All these men were, of course, Burnett's co-stars over the years in A.R. Gurney's charming play "Love Letters," in which an actor and actress read aloud letters, cards, birth announcements and notes they've sent to one another over decades.

This month Burnett returns to Broadway in the show and opposite a familiar face — Brian Dennehy. It will be the third time in a quarter of a century that they've played the would-be lovers together onstage.

The first time the couple did it was in 1993 in Telluride, Colorado. The second time was at Sundance, Utah, at an outdoor stage. Naturally, it rained. And not just a gentle mist, either.

"It was coming down in sheets! The audience stayed," says Burnett. "I said, 'What are we going to do?' And the stage managers came out with umbrellas, one of them holding it over me and the other over Brian. And we did the whole show."

Burnett, 81, will be replacing Mia Farrow on Saturday, and she and Dennehy pair up until November 8. The next slated celebrities include Alan Alda, Candice Bergen, Stacy Keach, Diana Rigg, Anjelica Huston and Martin Sheen.

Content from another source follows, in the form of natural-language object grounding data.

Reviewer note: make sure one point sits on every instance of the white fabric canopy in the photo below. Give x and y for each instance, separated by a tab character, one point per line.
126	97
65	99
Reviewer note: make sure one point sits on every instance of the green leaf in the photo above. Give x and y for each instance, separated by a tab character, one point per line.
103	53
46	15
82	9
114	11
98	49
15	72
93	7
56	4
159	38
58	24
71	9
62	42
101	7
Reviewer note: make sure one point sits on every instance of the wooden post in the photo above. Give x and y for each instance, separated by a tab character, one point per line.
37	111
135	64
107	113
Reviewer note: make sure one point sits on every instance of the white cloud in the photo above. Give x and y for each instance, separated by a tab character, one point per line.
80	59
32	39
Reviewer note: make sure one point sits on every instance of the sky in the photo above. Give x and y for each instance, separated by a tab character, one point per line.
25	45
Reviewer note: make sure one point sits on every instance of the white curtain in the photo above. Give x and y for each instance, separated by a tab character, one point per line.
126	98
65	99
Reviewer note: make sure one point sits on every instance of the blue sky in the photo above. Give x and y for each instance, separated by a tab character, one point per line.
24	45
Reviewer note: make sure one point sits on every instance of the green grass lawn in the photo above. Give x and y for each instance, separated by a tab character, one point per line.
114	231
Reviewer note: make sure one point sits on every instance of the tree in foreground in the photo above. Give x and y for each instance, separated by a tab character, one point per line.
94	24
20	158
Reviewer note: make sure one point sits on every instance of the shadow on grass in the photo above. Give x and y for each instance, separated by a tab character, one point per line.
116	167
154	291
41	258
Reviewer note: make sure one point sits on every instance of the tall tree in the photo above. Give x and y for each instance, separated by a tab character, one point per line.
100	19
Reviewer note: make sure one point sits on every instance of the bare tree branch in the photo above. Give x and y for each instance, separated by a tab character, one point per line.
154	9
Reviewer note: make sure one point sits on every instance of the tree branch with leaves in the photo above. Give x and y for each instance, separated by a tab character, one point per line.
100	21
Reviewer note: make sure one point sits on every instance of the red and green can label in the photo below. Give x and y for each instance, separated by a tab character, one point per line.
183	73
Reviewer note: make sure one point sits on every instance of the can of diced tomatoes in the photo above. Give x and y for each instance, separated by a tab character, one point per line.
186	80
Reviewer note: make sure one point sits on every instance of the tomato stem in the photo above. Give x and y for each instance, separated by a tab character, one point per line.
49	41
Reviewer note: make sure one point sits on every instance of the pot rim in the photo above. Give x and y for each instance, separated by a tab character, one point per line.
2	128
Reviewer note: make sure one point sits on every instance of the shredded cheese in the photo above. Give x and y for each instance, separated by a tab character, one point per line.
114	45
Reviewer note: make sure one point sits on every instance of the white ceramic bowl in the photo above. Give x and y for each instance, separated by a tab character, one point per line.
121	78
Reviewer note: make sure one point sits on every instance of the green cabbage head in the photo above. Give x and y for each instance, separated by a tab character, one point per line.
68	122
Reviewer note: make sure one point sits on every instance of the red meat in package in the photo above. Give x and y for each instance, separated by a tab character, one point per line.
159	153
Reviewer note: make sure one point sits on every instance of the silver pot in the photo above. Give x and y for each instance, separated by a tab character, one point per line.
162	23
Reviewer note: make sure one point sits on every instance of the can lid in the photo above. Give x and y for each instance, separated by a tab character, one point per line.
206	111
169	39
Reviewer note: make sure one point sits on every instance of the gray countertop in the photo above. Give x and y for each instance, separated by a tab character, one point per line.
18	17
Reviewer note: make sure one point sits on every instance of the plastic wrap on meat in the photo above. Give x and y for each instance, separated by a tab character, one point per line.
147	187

Burnett said she and Dennehy naturally have a certain chemistry and the other couples will bring their own. "It'll be a completely different dynamic because that's the way it is with relationships," she says.

The play looks deceptively easy, since it asks its actors to not rehearse, memorize or interact until the end. They simply come out and read aloud the letters from binders.

"People who haven't done it say, 'Well, that should be real easy. You just sit and you're reading and not looking at each other.' But that's what makes it harder," said Burnett.

"Love Letters" marks Burnett's return to the place where her career took off with critical acclaim for her Broadway work in "Once Upon a Mattress" in 1959. She went on to create her own variety show "The Carol Burnett Show" and then to films, including "A Wedding" and "The Four Seasons."

She said her TV show, which aired from 1967-79 and was chock full of her spoofing other TV series, movies or just daily life, was a conscious attempt to recreate the vibe of Broadway.

"I wanted to do it like a live stage show. We did an original musical comedy revue a week, as if we were in summer stock," he says. "I wanted that feeling. It was the best kind of job I could have."